Breaking Down a 401k

Planning for the future can be stressful, but it is necessary. Luckily, a 401k can help to reduce the stress of retirement and put your mind at ease about the future.

So what is a 401k?

A 401k is a retirement plan that allows employees to save and invest for their retirement on a tax deferred basis, as long as you meet the requirements. An employer, also known as the plan sponsor, is allowed to sponsor a 401k for their employees. Each employee chooses how much money they want deducted from their paychecks and deposited to the plan based on limits imposed by plan provisions and IRS rules.
How does it work?

When you choose to defer some of your current salary to put in the plan, it is called a salary deferral contribution. Money that grows in the plan will become tax-deferred. This means that as investments earn investment income, you do not pay tax on the investment gains each year. Employers have the option to contribute to your 401k or match what you contribute, though they are not required to do so.
Important things to remember:

  • Don’t put off participating in your 401k. Time is the best way to guarantee that you will meet your retirement goals.
  • When your sponsor gives you a Summary Plan Description, read it. Within this, you will find how your plan works, what options are available, who the trustees are and tons of other helpful information.
  • A 401k is not a savings account, do not rely on it in the case of an emergency. There are some plans that will allow you to take out a loan or hardship withdrawals, but they are very restrictive.
  • Once you begin contributing to your 401k plan, these funds are not available for withdrawal generally until you are 59 ½ . Should you withdraw these funds prior to that age, you will be subject to a 10% penalty as well as the income tax on the amount withdrawn.
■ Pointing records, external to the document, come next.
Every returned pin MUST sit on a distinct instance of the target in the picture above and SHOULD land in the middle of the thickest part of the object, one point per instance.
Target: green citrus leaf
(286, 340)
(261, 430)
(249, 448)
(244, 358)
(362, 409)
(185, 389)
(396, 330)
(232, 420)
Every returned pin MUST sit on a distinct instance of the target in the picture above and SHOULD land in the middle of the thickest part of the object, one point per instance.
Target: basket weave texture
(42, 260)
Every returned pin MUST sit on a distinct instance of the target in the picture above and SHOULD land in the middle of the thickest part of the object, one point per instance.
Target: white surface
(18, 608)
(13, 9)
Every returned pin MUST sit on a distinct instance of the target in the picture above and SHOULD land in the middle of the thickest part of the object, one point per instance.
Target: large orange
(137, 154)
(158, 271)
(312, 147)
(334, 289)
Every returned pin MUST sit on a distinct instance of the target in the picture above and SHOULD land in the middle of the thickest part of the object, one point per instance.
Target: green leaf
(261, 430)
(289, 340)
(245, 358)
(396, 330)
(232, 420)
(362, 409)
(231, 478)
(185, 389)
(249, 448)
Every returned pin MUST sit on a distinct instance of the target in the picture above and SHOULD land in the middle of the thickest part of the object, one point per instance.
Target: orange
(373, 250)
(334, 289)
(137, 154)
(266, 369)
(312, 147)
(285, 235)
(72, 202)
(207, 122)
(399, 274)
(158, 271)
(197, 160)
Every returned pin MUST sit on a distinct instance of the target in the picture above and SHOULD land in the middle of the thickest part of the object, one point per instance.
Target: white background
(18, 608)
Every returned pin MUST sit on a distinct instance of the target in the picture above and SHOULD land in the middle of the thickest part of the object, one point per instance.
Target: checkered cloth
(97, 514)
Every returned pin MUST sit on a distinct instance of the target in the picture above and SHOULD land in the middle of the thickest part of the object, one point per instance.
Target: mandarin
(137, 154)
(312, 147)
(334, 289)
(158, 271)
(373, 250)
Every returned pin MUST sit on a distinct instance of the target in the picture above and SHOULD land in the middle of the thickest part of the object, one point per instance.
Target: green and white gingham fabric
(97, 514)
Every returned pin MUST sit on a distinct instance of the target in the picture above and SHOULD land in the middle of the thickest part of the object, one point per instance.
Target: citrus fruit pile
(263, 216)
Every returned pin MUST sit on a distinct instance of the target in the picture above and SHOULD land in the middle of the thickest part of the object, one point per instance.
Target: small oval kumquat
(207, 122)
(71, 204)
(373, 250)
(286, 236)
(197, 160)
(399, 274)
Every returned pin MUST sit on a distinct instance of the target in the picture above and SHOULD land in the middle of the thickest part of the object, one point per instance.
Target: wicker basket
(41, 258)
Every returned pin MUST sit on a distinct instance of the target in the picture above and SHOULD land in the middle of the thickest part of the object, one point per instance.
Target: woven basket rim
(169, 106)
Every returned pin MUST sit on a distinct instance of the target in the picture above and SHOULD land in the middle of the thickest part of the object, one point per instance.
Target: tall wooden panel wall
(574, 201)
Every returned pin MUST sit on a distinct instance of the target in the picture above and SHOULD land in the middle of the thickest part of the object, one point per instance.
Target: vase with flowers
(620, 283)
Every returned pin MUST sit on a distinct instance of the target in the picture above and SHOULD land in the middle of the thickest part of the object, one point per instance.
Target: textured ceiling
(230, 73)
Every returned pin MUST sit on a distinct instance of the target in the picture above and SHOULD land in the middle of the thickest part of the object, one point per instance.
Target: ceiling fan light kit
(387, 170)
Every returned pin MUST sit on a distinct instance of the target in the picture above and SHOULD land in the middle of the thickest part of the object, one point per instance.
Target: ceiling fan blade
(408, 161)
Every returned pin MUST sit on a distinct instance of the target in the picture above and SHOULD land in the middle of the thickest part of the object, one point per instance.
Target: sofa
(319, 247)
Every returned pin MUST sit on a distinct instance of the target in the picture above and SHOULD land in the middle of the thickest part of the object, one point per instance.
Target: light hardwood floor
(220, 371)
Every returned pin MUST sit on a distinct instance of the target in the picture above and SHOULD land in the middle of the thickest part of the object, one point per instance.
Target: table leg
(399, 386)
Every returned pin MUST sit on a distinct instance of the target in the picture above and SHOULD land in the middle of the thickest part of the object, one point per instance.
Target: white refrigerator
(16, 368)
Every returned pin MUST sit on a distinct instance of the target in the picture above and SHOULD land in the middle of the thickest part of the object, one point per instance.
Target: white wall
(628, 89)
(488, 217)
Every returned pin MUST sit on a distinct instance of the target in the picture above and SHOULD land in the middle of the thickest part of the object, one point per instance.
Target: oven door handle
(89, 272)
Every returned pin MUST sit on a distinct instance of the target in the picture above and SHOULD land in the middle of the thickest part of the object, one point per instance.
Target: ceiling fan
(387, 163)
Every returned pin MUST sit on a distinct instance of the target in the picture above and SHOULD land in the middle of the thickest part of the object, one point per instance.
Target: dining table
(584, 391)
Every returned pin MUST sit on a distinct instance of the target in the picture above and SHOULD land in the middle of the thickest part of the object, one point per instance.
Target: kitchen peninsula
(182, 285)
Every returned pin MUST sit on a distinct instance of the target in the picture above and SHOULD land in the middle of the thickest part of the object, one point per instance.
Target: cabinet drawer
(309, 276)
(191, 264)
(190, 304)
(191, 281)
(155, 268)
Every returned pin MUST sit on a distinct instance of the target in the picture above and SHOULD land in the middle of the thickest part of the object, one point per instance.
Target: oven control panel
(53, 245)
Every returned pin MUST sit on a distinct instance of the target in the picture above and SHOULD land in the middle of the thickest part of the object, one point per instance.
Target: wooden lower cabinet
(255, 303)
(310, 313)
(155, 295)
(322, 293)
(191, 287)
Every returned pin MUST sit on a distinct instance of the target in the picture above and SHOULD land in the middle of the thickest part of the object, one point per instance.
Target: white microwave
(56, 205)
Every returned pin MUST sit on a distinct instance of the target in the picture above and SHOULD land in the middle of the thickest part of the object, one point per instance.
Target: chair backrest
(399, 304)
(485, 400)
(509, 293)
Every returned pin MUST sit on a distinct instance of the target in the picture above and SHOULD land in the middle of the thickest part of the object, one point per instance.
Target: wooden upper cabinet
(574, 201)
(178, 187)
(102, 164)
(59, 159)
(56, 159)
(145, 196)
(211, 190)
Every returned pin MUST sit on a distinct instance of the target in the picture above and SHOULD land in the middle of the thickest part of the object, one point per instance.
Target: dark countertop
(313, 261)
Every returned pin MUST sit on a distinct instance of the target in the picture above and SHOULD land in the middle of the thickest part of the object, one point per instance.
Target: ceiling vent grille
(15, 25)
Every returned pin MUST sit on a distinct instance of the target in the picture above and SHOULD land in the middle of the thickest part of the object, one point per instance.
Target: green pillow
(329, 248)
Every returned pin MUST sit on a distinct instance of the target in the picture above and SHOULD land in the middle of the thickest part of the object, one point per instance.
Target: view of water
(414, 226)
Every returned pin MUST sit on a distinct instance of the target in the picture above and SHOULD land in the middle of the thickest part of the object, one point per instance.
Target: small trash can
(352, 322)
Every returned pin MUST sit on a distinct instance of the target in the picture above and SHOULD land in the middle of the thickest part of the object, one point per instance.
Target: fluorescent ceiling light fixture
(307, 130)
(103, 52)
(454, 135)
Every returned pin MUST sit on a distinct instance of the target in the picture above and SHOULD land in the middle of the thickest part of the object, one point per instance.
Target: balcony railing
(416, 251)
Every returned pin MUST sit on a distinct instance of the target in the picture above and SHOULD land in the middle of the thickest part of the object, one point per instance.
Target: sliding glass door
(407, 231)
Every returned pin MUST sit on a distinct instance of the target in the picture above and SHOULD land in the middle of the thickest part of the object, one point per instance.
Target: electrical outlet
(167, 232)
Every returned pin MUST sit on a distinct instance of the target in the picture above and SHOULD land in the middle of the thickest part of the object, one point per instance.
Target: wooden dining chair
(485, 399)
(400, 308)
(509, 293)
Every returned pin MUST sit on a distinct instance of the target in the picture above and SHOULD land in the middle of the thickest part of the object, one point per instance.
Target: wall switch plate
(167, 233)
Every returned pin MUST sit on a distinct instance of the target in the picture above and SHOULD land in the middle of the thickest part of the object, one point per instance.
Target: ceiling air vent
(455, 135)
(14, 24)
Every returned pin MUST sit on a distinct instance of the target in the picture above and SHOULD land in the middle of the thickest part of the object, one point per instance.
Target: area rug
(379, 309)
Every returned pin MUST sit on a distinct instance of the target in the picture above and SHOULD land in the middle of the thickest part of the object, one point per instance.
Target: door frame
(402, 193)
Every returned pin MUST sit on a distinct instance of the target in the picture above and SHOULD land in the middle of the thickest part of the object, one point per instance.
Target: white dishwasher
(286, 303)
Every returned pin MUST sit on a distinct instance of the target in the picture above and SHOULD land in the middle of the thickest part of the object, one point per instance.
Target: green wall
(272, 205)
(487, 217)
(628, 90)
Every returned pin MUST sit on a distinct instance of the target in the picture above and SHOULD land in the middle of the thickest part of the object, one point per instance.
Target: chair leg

When making contributions, it is important to remember to stay within the legal limits. The IRS guidelines limit you to contributing a maximum of $19,500 to a 401k in 2020. However, if you are 50 years or older, you can put in an additional $6,500 in “catch-up” contributions.

Although it can be overwhelming, it is important to begin planning for the future as soon as possible. Creating a plan and staying on track can help you reach your retirement goals.